Pei Yuru, Zha Hongbin
National Laboratory on Machine Perception, Peking University, Haidian District, Beijing, China.
IEEE Trans Vis Comput Graph. 2007 Jan-Feb;13(1):58-69. doi: 10.1109/TVCG.2007.22.
We present a novel method for transferring speech animation recorded in low quality videos to high resolution 3D face models. The basic idea is to synthesize the animated faces by an interpolation based on a small set of 3D key face shapes which span a 3D face space. The 3D key shapes are extracted by an unsupervised learning process in 2D video space to form a set of 2D visemes which are then mapped to the 3D face space. The learning process consists of two main phases: 1) Isomap-based nonlinear dimensionality reduction to embed the video speech movements into a low-dimensional manifold and 2) K-means clustering in the low-dimensional space to extract 2D key viseme frames. Our main contribution is that we use the Isomap-based learning method to extract intrinsic geometry of the speech video space and thus to make it possible to define the 3D key viseme shapes. To do so, we need only to capture a limited number of 3D key face models by using a general 3D scanner. Moreover, we also develop a skull movement recovery method based on simple anatomical structures to enhance 3D realism in local mouth movements. Experimental results show that our method can achieve realistic 3D animation effects with a small number of 3D key face models.

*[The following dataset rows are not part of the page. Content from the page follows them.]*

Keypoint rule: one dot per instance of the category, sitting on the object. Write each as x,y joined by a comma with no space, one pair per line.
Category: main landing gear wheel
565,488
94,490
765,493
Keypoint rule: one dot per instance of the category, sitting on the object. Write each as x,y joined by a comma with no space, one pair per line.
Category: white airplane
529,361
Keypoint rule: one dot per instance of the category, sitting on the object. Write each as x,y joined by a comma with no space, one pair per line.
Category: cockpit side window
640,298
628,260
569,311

我们提出了一种将低质量视频中记录的语音动画转移到高分辨率3D面部模型的新方法。基本思想是基于一小组跨越3D面部空间的3D关键面部形状,通过插值来合成动画面部。通过在2D视频空间中进行无监督学习过程来提取3D关键形状,以形成一组2D视位,然后将其映射到3D面部空间。学习过程包括两个主要阶段:1)基于等距映射的非线性降维,将视频语音运动嵌入到低维流形中;2)在低维空间中进行K均值聚类,以提取2D关键视位帧。我们的主要贡献在于,我们使用基于等距映射的学习方法来提取语音视频空间的内在几何结构,从而使得定义3D关键视位形状成为可能。为此,我们只需使用普通3D扫描仪捕获有限数量的3D关键面部模型。此外,我们还基于简单的解剖结构开发了一种颅骨运动恢复方法,以增强局部口部运动的3D真实感。实验结果表明,我们的方法使用少量3D关键面部模型就能实现逼真的3D动画效果。